Karl Leisner, einer dieser vielen Schönstätter im Hinausgehen, „Liebesbündnis inside“. In der Sprache des Papstes verunglückt beim Hinausgehen, bei diesem Hinausgehen, bei dem man nie zu weit gehen kann, denn da ist dieser Jesus, der bis an die äußerste Grenze hinausgegangen  und dem Karl Leisner begegnet ist. In der tiefsten Tiefe dieses Wortes. Segne auch, Höchster, meine Feinde.

Schönstatt feiert den 100. Geburtstag von Karl Leisner

In Schönstatt, so die Auskunft von Pfr. Stefan Keller aus dem Institut der Schönstatt-Diözesanpriester, finden im Umkreis des 100. Geburtstags von Karl Leisner verschiedene Veranstaltungen statt. Am Mittwoch, 5. März, findet um 19.30 Uhr in der Anbetungskirche anlässlich des 100. Geburtstages ein Festgottesdienst mit Erzbischof  em.  Robert Zollitsch statt.

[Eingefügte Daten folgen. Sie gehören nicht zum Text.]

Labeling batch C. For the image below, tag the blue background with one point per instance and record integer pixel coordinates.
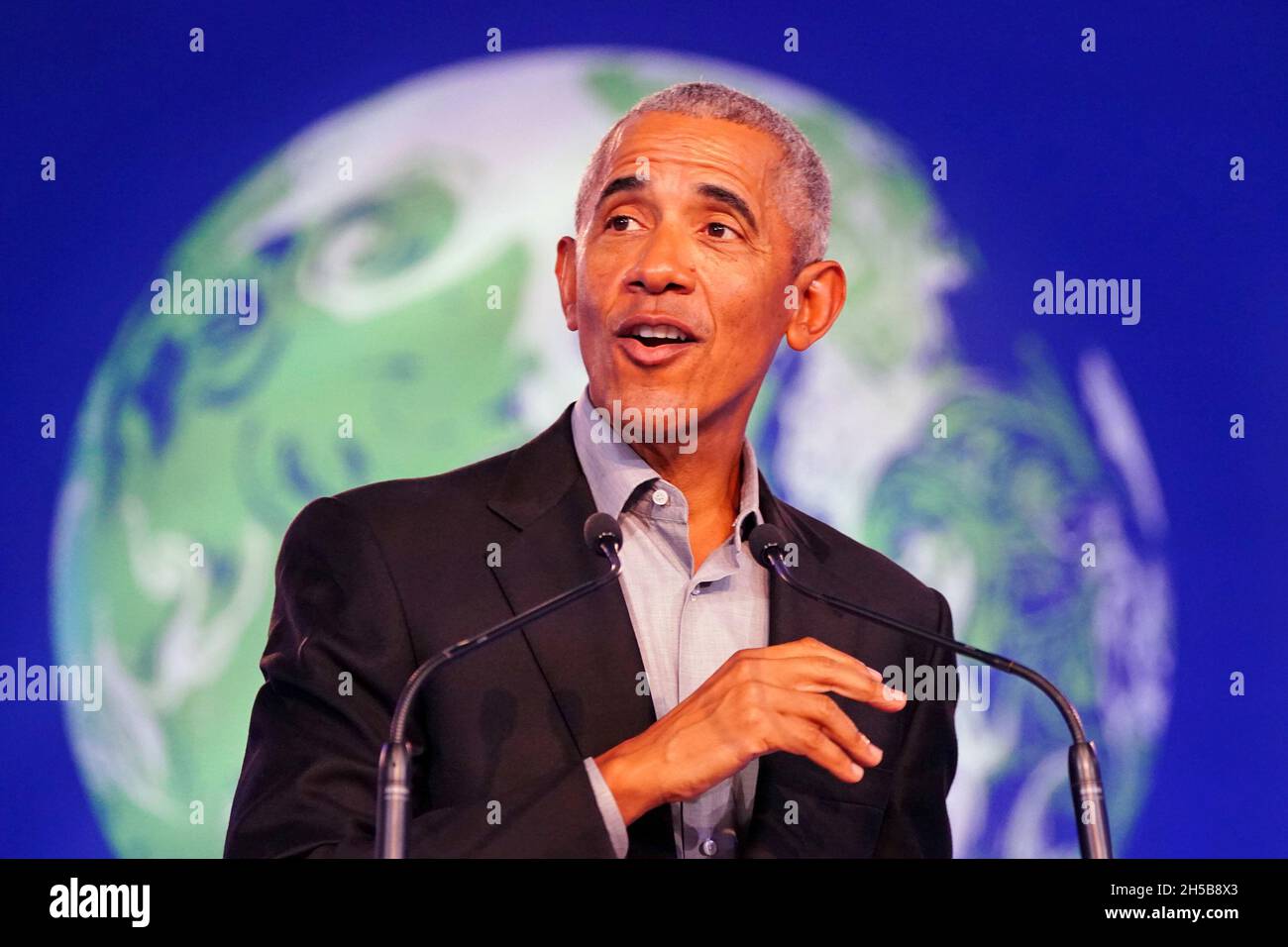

Das Institut der Schönstatt-Diözesanpriester  veranstaltet vom 2.- 8. August die sogenannte Moriahwoche, in diesem Jahr zum Thema Karl Leisner; als Referenten sind Pfr. Hans-Karl Seeger (Herausgeber der Tagebücher) und P. J. Schmiedl eingeladen.

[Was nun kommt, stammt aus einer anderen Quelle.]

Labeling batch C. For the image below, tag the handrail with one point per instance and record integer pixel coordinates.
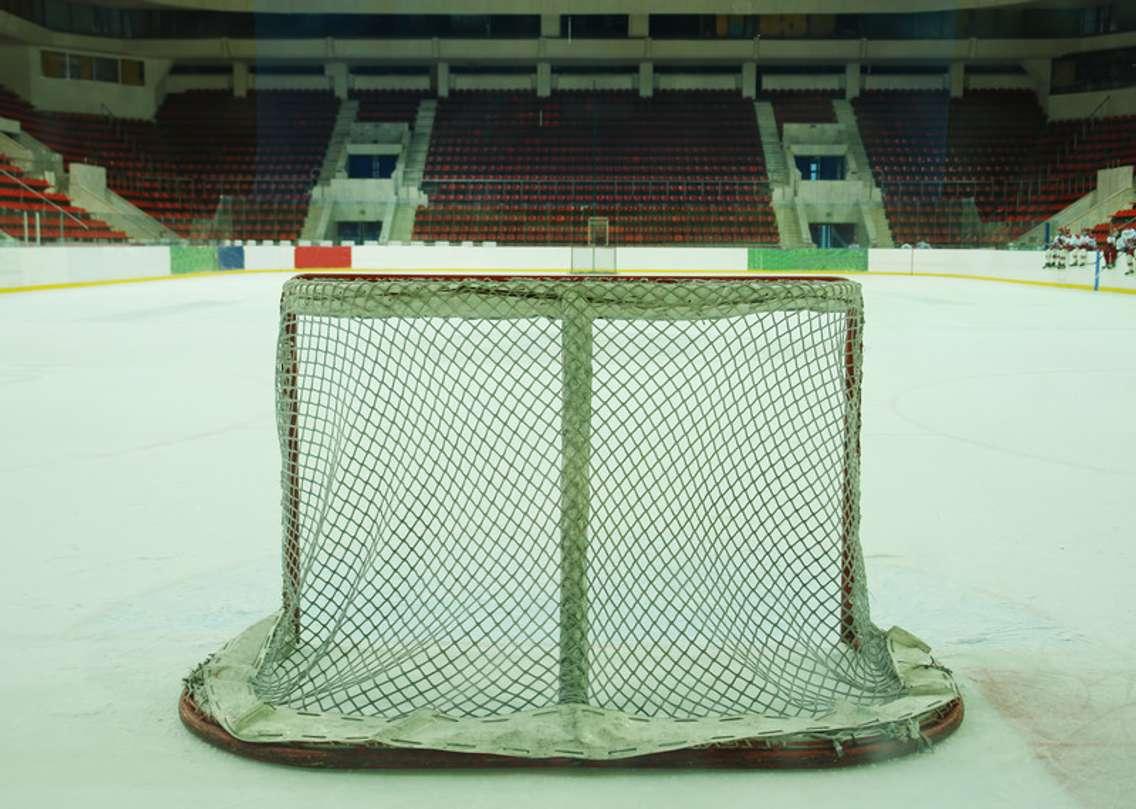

Die Anbetungstage über Fastnacht in der Marienau werden mit  Texten von Karl Leisner gestaltet; die inhaltliche Verantwortung dafür haben die em. Pfarrer Ernst Geerkens, Kleve, Custos der Karl-Leisner-Begegnungsstätte im Elternhaus von Karl Leisner an der Flandrischen Straße 11 in Kleve und Theo Hoffacker (Xanten-Marienbaum).

Ich habe lange keine Briefe mehr geschrieben

In Zeiten von Mail, Skype, Whatsapp, Twitter und Facebook ist das Briefeschreiben aus der Mode gekommen.

Zwanzig Sondermarken von Karl Leisner habe ich für das Foto gebraucht und gekauft. Und jetzt? Diese ebenso schlichte wie provozierende Sondermarke kann ich nicht gut in eine Vitrine legen. Oder meine Schreibtisch-Schublade, zur seligen Erinnerung. Nicht nach dem Wort von Jorge Mario Bergoglio. Nicht nach dem Zeugnis von Karl Leisner. Segne auch, Höchster, meine Feinde. Die muss hinausgehen. Und ich weiß auch schon ein paar…

1 Responses

  1. Sr. Ingrid-Maria sagt:

    Kempten, Postamt im großen Einkaufszentrum, 5. Februar, nachmittags 14:15 Uhr: Ich möchte 50 Karl-Leisner-Briefmarken. Die Mitarbeiterin muss alle Schalter "abräumen" dafür und stellt erstaunt fest: Das sind grad noch unsere letzten. Ein Blick auf die Marke: Der ist aber nicht alt geworden… – Mit zwei Sätzen kann ich ihr noch sagen, wer das ist, dann geht der Betrieb weiter.